5. Simulation and Verification
5.1 Simulation Setup
We implemented the algorithms in MATLAB and performed comparisons on a concave polygonal search region (approximately 30 km × 20 km). The fixed‑wing UAV parameters were:
| Parameter | Value |
|---|---|
| Sensor swath width \(D_s\) | 2 km |
| Sensor length \(D_l\) | 5 km |
| Minimum turning radius \(R_t\) | 1.5 km |
| Straight speed \(v_l\) | 600 km/h |
| Turn speed \(v_t\) | 350 km/h |
| Straight power \(P_l\) | 2 kW |
| Turn power \(P_t\) | 6.5 kW |
We designed four scenarios for comparison:
- Scenario A: Original concave polygon, non‑span search direction (90° off).
- Scenario B: Original concave polygon, span direction with Dubins turns (our method without concave removal).
- Scenario C: Concave polygon processed by brute‑force convex hull, non‑span direction.
- Scenario D: Concave polygon processed by our selective removal, span direction with Dubins (final proposed method).
5.2 Results and Analysis
Table 1 summarizes the key performance metrics for each scenario.
| Metric | A (Original, non‑span) | B (Original, span) | C (Brute convex hull) | D (Selective + span) |
|---|---|---|---|---|
| Total path length (km) | 2 409 | 2 443 | 3 247 | 3 085 |
| Invalid time cost \(T_{tc}\) (h) | 1.11 | 1.06 | 0.94 | 0.88 |
| Invalid energy cost \(P_{tc}\) (×10⁴ units) | 10.3 | 9.72 | 9.84 | 9.16 |
| Number of turns | — | — | — | — |
(*Note: Number of turns varies with direction; the span direction gave minimal turns for each polygon.)
Comparing A and B, applying the span direction (B) actually increased total path length slightly due to a required connecting segment, but reduced invalid turn path length, leading to lower time and energy costs. Comparing B (original concave) and D (selective removal + span), D had a longer total path (3 085 vs 2 443 km) because of the added convex area, but the number of turns dropped dramatically, resulting in 17% lower invalid time cost and 6.5% lower energy cost. Compared to the brute‑force convex hull (C), our selective method (D) reduced total path by 5% and energy by 7% while achieving similar turn reduction, confirming the advantage of selective removal over brute‑force convexification.

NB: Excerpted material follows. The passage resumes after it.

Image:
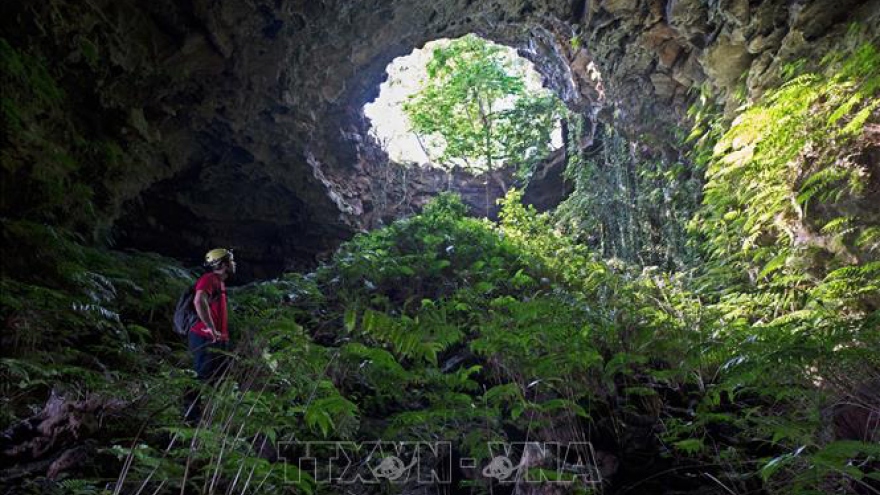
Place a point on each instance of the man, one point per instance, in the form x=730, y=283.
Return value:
x=211, y=333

The simulation also showed that for the fixed‑wing UAV with \( R_t > D_s/2 \), Dubins turns eliminated all blind spots that would occur with simple U‑turns. The path symmetry between left and right turns was excellent, indicating robustness of the Dubins approach.
6. Conclusion
We have presented a comprehensive coverage search path planning method for a fixed‑wing UAV operating over complex irregular sea areas to find submarines. The key contributions are: (1) a complete analytical framework for modeling the search cost of a fixed‑wing UAV; (2) a selective concave point removal algorithm that uses both distance ratio and interior angle thresholds to transform irregular concave polygons into convex shapes while minimizing added redundant area; and (3) integration of Dubins curve turns to respect the fixed‑wing UAV’s minimum turning radius and avoid coverage gaps. Simulation results demonstrate that combining polygon span‑direction scanning with Dubins turns and selective concave removal significantly reduces invalid flight time and energy consumption compared to naive convexification or non‑optimal scan directions. The proposed method offers a practical and efficient solution for autonomous submarine search missions using fixed‑wing UAVs.